My tarot spread was all about a journey towards wholeness and community. It started with Little Red Cap, inviting me to be the hero of my own journey, and led to the Two of Hearts and the Three of Crystals. Two is the number of resonance and connection, and the hearts point towards emotional connections, maybe romantic or maybe friendship or even a connection to the divine. Crystals are the suit of the practical and the physical while three is the number of harmony and balance. The image is of kids playing jump rope pointing to how community is formed by individuals working together.

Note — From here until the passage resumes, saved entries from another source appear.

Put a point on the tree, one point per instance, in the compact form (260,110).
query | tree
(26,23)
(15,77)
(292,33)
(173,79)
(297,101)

The Sabian symbol I picked was Aquarius 25, a butterfly with the right wing more perfectly formed. This symbol compares and contrasts the emotional self with the conscious individualization, showing that one has been over developed at the expense of the other. This resonates so clearly with me, knowing that my own thinking and analytical skills are well developed while other skills are less developed. I will be called to correct that balance this year, and like any physical rehabilitation that is likely to be unpleasant at times.
Everything is Waiting for You (by David Whyte)
 Your great mistake is to act the drama
as if you were alone. As if life
were a progressive and cunning crime
with no witness to the tiny hidden
transgressions. To feel abandoned is to deny
the intimacy of your surroundings. Surely,
even you, at times, have felt the grand array;
the swelling presence, and the chorus, crowding
out your solo voice You must note
the way the soap dish enables you,
or the window latch grants you freedom.
Alertness is the hidden discipline of familiarity.
The stairs are your mentor of things
to come, the doors have always been there
to frighten you and invite you,
and the tiny speaker in the phone
is your dream-ladder to divinity.
Put down the weight of your aloneness and ease into
the conversation. The kettle is singing
even as it pours you a drink, the cooking pots
have left their arrogant aloofness and
seen the good in you at last. All the birds
and creatures of the world are unutterably
themselves. Everything is waiting for you.
 2016 Is the Year I Stop Worrying and Make Friends
  • It will feel like sweeping the floor of the inn, no matter who shows up
  • It will sound like distant laughter of children and the laughter of friends and the cooing of lovers
  • It will flitter like a butterfly and sparkle like pyrite.
    • Both of these things have a bright and beautiful surface, but are deeply malleable and change easily. A caterpillar turns into goo before becoming a butterfly. Pyrite can be a cube, a plate, or a perfectly shaped ammonite shell.
  • It will be held lightly, breathed in and out, knowing the good stuff comes and so does the bad but like sunrise and sunset. Nothing more, nothing less.